Peter Mertens
« M. le ministre Ioannis Van Overtveldtopoulos, pourquoi n’avez-vous pas écouté la Troïka ? »
Peter Mertens, le président du PTB, rebaptise le ministre des Finances Johan Van Overtveldt en Ioannis Van Overtveldtopoulos et lui demande : « Pourquoi n’avez-vous pas écouté la Troïka – Cour des comptes, Bureau fédéral du plan et Banque Nationale – qui expliquait que vos chiffres ne tenaient pas la route ? »
Imaginez : en décembre dernier, la Chambre vote le budget 2016. Deux petits mois passent et, dès début mars, le gouvernement constate un écart de… 3,2 milliards avec les chiffres du budget. Ce n’est pas un trou, c’est un gouffre. Et avec cet énorme dérapage budgétaire du gouvernement Michel-De Wever, ce sont deux mythes qui s’effondrent d’un seul coup.
Le premier mythe, c’est cette opposition imaginaire entre, d’une part, des politiques de gauche soucieuses des droits sociaux, mais peu regardantes des impératifs budgétaires et, d’autre part, des politiques de droite très dures socialement, mais qui seraient marquées par une rigoureuse orthodoxie budgétaire.

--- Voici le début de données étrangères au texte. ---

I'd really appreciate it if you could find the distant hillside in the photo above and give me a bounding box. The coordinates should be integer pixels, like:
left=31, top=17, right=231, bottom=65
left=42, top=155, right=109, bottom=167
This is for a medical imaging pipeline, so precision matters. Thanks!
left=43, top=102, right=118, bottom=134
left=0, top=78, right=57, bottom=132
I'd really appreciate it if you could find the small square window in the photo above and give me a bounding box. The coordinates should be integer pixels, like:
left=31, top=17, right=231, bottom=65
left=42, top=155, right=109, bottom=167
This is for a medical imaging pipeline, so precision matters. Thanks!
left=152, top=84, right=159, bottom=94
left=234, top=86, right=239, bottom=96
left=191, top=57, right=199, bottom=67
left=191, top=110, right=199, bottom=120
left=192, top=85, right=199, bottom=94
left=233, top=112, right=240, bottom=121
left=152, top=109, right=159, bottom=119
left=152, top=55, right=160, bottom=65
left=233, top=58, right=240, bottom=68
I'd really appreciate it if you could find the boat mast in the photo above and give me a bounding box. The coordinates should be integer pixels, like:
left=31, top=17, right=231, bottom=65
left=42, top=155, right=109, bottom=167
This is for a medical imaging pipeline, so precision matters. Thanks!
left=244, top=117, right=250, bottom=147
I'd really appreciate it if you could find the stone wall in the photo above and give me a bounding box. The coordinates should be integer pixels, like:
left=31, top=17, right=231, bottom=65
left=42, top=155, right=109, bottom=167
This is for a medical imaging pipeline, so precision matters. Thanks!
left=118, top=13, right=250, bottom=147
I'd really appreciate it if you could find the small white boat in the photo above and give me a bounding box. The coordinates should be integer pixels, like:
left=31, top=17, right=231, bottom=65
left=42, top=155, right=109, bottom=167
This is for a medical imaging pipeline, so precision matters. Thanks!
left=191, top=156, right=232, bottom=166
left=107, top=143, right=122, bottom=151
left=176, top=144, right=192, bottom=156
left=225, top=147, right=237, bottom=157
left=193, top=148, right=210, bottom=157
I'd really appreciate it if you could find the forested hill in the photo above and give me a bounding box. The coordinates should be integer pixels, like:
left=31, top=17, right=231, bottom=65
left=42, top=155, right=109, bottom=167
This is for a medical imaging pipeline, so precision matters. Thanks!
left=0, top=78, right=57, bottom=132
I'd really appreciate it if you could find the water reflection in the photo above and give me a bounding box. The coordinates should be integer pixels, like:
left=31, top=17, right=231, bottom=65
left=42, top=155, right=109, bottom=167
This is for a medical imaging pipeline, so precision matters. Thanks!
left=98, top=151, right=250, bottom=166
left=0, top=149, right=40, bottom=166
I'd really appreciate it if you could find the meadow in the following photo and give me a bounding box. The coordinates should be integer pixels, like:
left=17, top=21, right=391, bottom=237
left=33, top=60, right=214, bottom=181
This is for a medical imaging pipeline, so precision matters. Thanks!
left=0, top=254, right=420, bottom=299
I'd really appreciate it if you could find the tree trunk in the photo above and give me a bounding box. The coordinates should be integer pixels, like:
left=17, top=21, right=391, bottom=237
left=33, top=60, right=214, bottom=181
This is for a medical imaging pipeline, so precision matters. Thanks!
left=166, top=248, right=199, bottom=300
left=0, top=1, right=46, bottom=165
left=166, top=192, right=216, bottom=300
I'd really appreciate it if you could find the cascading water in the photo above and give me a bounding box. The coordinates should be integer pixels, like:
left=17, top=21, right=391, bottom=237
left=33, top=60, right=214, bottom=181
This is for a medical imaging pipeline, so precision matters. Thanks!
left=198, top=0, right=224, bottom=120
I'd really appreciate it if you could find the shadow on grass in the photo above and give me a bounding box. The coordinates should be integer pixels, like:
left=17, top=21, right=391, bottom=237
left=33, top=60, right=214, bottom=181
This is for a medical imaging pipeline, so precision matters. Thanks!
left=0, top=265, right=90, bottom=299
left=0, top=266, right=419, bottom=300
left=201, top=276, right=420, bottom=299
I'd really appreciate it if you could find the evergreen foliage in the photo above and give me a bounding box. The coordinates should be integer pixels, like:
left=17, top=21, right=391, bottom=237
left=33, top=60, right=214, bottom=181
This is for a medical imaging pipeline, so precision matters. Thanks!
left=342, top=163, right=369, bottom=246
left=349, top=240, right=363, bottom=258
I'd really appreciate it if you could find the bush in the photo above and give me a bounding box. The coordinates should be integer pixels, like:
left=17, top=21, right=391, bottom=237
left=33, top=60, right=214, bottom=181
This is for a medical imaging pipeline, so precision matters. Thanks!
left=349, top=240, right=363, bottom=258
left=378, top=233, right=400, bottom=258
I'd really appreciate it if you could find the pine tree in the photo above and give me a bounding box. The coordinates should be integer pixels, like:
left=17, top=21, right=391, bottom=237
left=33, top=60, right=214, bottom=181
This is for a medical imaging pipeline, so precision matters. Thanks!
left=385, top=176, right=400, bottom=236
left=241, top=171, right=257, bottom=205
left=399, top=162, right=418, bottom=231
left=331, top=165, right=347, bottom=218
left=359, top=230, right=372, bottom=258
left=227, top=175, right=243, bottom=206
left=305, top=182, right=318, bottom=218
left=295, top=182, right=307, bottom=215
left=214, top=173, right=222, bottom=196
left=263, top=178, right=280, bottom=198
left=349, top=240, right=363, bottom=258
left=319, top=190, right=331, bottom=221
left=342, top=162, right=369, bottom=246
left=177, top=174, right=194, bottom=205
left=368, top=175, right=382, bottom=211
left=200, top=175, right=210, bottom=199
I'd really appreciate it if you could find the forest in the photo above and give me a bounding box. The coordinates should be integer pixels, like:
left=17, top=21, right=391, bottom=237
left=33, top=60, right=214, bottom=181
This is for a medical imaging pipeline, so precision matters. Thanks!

En effet, ce gouvernement de droite parvient à cumuler une farouche politique antisociale et un inquiétant dérapage des finances publiques. Il va chercher des milliards en excluant des milliers de chômeurs, en s’en prenant aux malades de longue durée, en s’attaquant aux pensions, en appliquant un saut d’index, en réduisant l’emploi dans les administrations (y compris le service qui calcule… les rentrées fiscales pour le budget), en mettant l’appareil judiciaire dans un état de délabrement incroyable, en rabotant fortement la dotation d’une SNCB dont on a tant besoin pour la mobilité et les enjeux climatiques, etc. Et, malgré cette austérité, le compte n’est pas bon !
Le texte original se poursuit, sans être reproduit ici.